# Oracle as a melee fighter?



## Ixis (Oct 19, 2011)

On the Paizo boards someone started working on an Oracle class guide and he made frequent mention to using an Oracle like a melee fighter. This is interesting as I'm a fan of gish-types and healing spells on top of that seems fun.

A friend will be running a game soon, which is exciting because I've been hurting to play the Magus class for months and months, but the lack of out of combat utility and skills has me iffy. The Oracle, on the other hand, seems to have enough fun fluff and combat versatility to make it a stronger choice (on the other hand, the Magus' insane amount of critical hits is just as good.)

So, three-ish questions:
- Do melee Oracles work out well?
- Do Magus' have options outside of combat?
- Would a Magus multiclassing into Oracle (three levels, double-curse, fortune and maybe the Time mystery) taking tongues and maybe haunted on the Oracle archetype side, and Black Blade on the Magus side work out, or is this now waaaay too MAD? I'm thinking Dervish Dance so I only need to worry about Dex and a little Con, with Int as the highest and Cha around Dex/Con (Wis 10-ish maybe and Str 7.) I'm going to assume my friend will be running a 20-pt buy game.


----------



## StreamOfTheSky (Oct 19, 2011)

- It can work, but Cleric is better for it, IMO.  It works best by far with the Battle mystery, for obvious reasons, though Earth is decent for a bull rusher if you want a niche build.

- Probably?  They have good skill points due to int-focus and have arcane spellcasting.  Even if most of it is combat-based, they've GOT to be better at noncombat situations that warrior classes at least, just by default...

- Multiclassing is very weak in PF, and multiclassing spellcasters is especially weak.  And yes, it'd make you MAD.  Even if you got finesse and dervish dance (which also starve you badly for feats), you'll still need some strength just to wear your armor w/o encumbrance.  You can still do the multiclass, of course, it wouldn't be THAT bad...  One other thing...Haunted is super-penalizing.  If you're going full Oracle the benefits, which are basically all additions to the ORACLE spell list, is totally worth it.  If you're just doing a few levels in oracle, it is absolutely not worth the downsides.

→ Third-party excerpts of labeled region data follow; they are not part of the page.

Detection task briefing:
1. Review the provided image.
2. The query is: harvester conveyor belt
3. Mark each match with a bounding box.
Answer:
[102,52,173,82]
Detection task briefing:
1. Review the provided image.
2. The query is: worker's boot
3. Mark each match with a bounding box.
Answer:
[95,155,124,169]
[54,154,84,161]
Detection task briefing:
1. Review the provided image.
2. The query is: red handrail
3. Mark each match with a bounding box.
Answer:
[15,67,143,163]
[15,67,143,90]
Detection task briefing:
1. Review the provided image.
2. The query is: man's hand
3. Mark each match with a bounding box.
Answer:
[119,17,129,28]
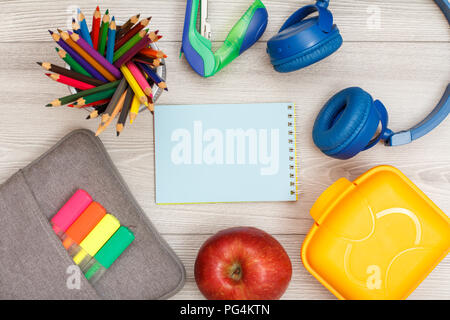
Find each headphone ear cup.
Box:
[272,33,343,72]
[313,87,379,159]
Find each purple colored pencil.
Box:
[69,31,122,79]
[114,32,154,68]
[48,30,108,82]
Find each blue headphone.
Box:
[267,0,450,159]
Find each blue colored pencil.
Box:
[78,8,94,47]
[48,30,107,82]
[72,18,81,36]
[106,17,116,63]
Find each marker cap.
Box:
[73,214,120,268]
[84,226,135,284]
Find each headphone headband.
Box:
[385,0,450,146]
[310,0,450,160]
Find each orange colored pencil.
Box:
[91,6,102,50]
[45,73,95,90]
[114,17,151,51]
[58,29,117,82]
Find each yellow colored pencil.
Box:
[130,95,141,123]
[120,64,148,106]
[95,89,130,137]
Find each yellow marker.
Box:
[120,65,148,106]
[73,214,120,268]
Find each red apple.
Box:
[194,227,292,300]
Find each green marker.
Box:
[83,226,134,284]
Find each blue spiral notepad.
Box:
[155,103,297,204]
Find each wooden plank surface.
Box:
[0,0,450,299]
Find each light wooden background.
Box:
[0,0,450,299]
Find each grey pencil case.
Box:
[0,130,185,299]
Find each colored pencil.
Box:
[67,98,111,108]
[114,17,151,51]
[101,78,128,124]
[130,95,141,124]
[116,88,134,136]
[46,79,120,107]
[45,73,95,90]
[37,62,104,86]
[72,18,81,34]
[95,88,131,136]
[78,8,93,46]
[86,101,109,120]
[57,29,111,82]
[117,13,141,39]
[48,30,103,82]
[55,48,92,78]
[139,63,168,91]
[58,29,117,81]
[97,10,109,56]
[132,54,161,67]
[114,32,156,67]
[139,48,167,59]
[70,33,122,81]
[127,61,153,99]
[120,62,148,106]
[92,6,100,50]
[73,88,116,108]
[113,29,148,62]
[106,17,117,63]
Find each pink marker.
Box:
[51,189,92,237]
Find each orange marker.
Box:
[63,201,106,252]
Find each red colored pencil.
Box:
[67,99,111,109]
[45,73,95,90]
[92,6,102,50]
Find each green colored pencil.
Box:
[55,48,92,78]
[46,80,120,107]
[113,29,148,62]
[98,10,109,56]
[73,88,116,108]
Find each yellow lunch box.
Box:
[301,166,450,299]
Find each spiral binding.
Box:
[288,104,297,195]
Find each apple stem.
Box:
[230,263,242,281]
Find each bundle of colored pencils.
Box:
[38,6,167,136]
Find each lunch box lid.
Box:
[301,166,450,299]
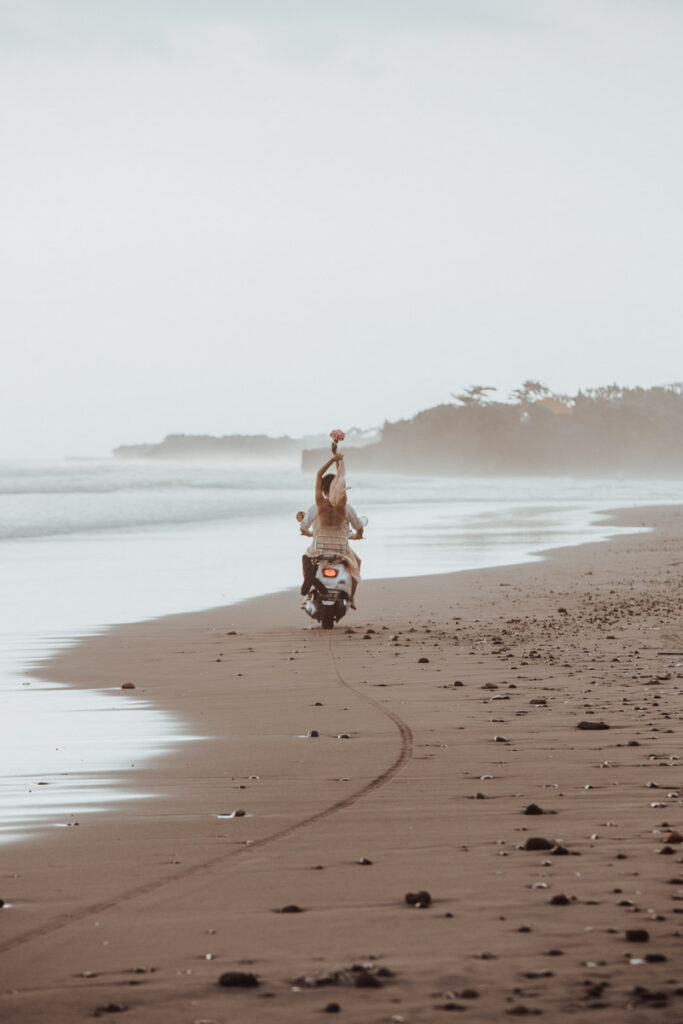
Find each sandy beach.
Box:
[0,506,683,1024]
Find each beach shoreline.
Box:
[0,506,683,1022]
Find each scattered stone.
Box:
[353,971,382,988]
[524,836,557,850]
[405,889,432,909]
[218,971,261,988]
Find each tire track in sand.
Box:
[0,633,413,953]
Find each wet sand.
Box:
[0,507,683,1024]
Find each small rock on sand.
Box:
[524,836,557,850]
[218,971,261,988]
[405,889,432,909]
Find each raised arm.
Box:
[315,455,337,505]
[330,455,346,508]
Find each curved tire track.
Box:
[0,634,413,953]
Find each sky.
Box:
[0,0,683,459]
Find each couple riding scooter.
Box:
[297,430,367,629]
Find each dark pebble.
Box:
[405,889,432,909]
[353,971,382,988]
[524,836,557,850]
[218,971,261,988]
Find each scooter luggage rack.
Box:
[313,534,348,558]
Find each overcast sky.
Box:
[0,0,683,458]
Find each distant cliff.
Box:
[302,381,683,478]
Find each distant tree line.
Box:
[303,380,683,477]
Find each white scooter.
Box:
[297,512,368,630]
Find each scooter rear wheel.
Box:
[321,604,335,630]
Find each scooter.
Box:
[297,512,368,630]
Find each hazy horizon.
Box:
[0,0,683,458]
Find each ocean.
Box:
[0,457,683,842]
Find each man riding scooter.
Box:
[299,430,364,608]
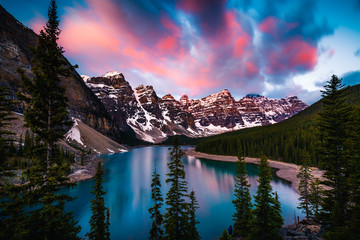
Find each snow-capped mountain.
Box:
[82,71,308,142]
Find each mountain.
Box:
[82,71,307,143]
[0,5,141,144]
[194,85,360,165]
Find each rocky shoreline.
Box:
[185,148,323,193]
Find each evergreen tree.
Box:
[0,86,14,172]
[219,228,232,240]
[17,135,24,157]
[249,156,283,240]
[164,137,188,240]
[233,154,252,237]
[309,178,322,218]
[348,107,360,240]
[87,161,110,240]
[318,75,351,239]
[149,168,164,240]
[297,150,313,220]
[14,0,80,239]
[0,183,31,240]
[187,190,200,240]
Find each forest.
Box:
[196,85,360,166]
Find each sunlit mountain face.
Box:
[1,0,360,104]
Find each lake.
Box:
[63,147,304,240]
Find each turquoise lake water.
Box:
[63,147,304,240]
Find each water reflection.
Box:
[64,147,303,239]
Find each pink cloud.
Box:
[259,17,279,33]
[26,0,317,99]
[266,39,318,75]
[30,16,47,34]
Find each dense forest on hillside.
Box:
[195,85,360,165]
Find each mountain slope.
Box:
[196,85,360,165]
[0,5,141,144]
[82,71,307,143]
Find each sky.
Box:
[0,0,360,104]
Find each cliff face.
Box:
[0,6,127,141]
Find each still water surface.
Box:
[64,147,304,240]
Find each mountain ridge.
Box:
[81,71,308,143]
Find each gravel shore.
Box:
[185,149,323,193]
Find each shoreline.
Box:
[185,148,323,194]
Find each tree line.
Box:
[0,0,110,240]
[195,85,360,167]
[149,138,200,240]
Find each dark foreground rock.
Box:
[280,219,323,240]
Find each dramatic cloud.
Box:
[354,48,360,57]
[21,0,359,103]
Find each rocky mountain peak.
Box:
[82,73,130,88]
[102,71,124,78]
[161,94,176,101]
[245,93,262,98]
[179,94,189,106]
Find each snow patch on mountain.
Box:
[102,71,121,77]
[83,71,307,143]
[65,119,84,146]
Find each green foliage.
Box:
[149,168,164,240]
[309,178,323,218]
[0,0,80,239]
[249,156,283,240]
[233,154,253,237]
[0,86,14,168]
[18,0,72,165]
[297,151,314,220]
[164,138,188,239]
[318,75,351,236]
[195,85,360,166]
[0,183,31,240]
[219,228,233,240]
[349,108,360,240]
[187,190,200,240]
[80,151,85,166]
[87,161,110,240]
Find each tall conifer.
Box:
[249,156,283,240]
[187,190,200,240]
[233,154,252,237]
[164,137,188,240]
[87,161,110,240]
[318,75,351,239]
[297,151,313,220]
[149,167,164,240]
[15,0,80,239]
[0,86,14,172]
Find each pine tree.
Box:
[164,137,188,240]
[18,0,72,171]
[18,0,80,239]
[233,154,252,237]
[0,86,14,172]
[318,75,351,239]
[187,190,200,240]
[249,156,283,240]
[149,168,164,240]
[87,161,110,240]
[309,178,322,218]
[17,135,24,157]
[297,150,313,220]
[348,107,360,240]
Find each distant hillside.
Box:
[194,85,360,165]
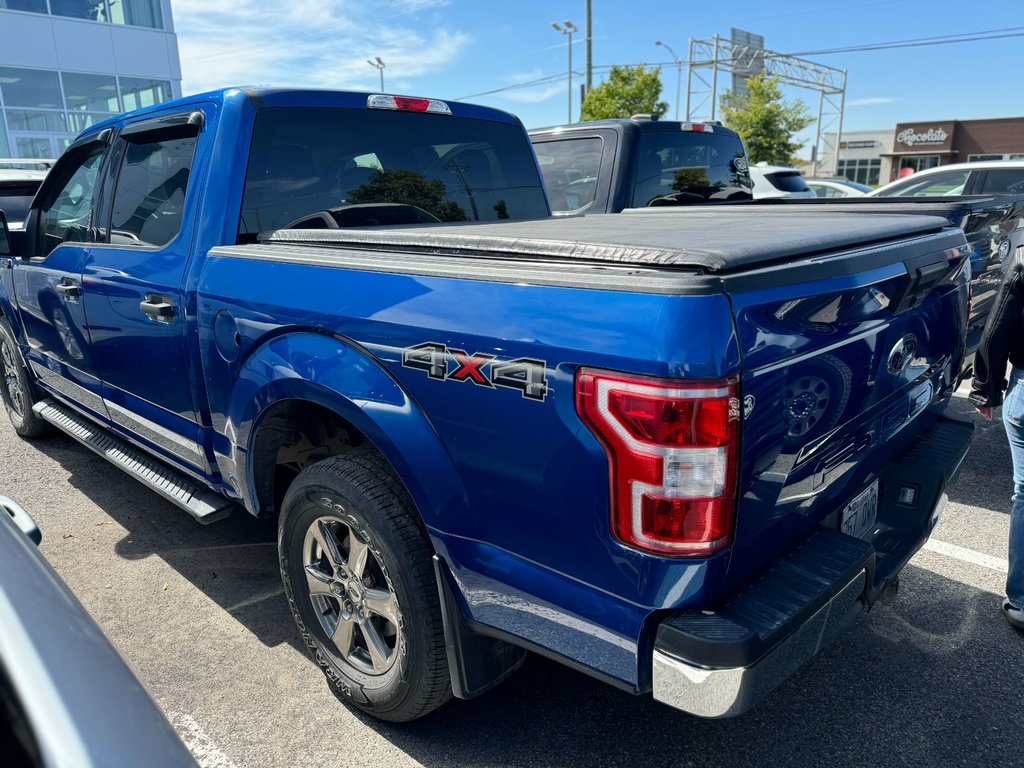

If you're doing dual-cursed, also, you want the MISfortune revelation for sure.  Fortune's ok, but you can get by without it.  Read misfortune carefully.  It makes the creature take the 2nd roll, not the worst of the 2 rolls.  That means...it can function on allies (which, as bardic music specifies, you ARE your own ally) like fortune!  Use it when they roll a 1, and bam!  Chances are they end up with a better result.  IMO, misfortune is the only thing that makes dual-cursed worth it at all; everything else about the archetype sucks.

If you're not going straight oracle, the least penalizing curses are Tongues and Lame.  You should take those and choose Lame for the advancement if doing dual-cursed oracle.

I do like Time mystery, though, it and Battle are my favorites.


----------



## paradox42 (Oct 20, 2011)

I've seen Battle Oracle in play, and it's a beast and a half. Out-damaged the single-classed Fighter in the same party easily, at levels 8-10. And interestingly enough, he too was using the Haunted curse- his init modifier was -4, so he usually went last, but MAN OH MAN did he hit hard when he got the chance.

By my estimation, the Battle Oracle is a superior choice to Cleric for trying to make and out-and-out battle priest in the vein of the CoDZilla you could do in 3.X. I've heard that Metal Oracle is also very good for melee, and a brief examination of the Revelations and spells available to it (hel-LO, _Lead Blades_ and _Versatile Weapon_!) suggests that it could be, but haven't actually seen one played so can't speak from personal experience there.

As for Magus, the same player who played the Battle Oracle I mentioned above is now playing a Magus in a different (currently 11th-level) party, and although he does well enough, the Inquisitor in the same group generally "tanks" better than the Magus does. I'd echo SotS and say, don't multiclass- if you want to do Oracle, go single-class Oracle.


----------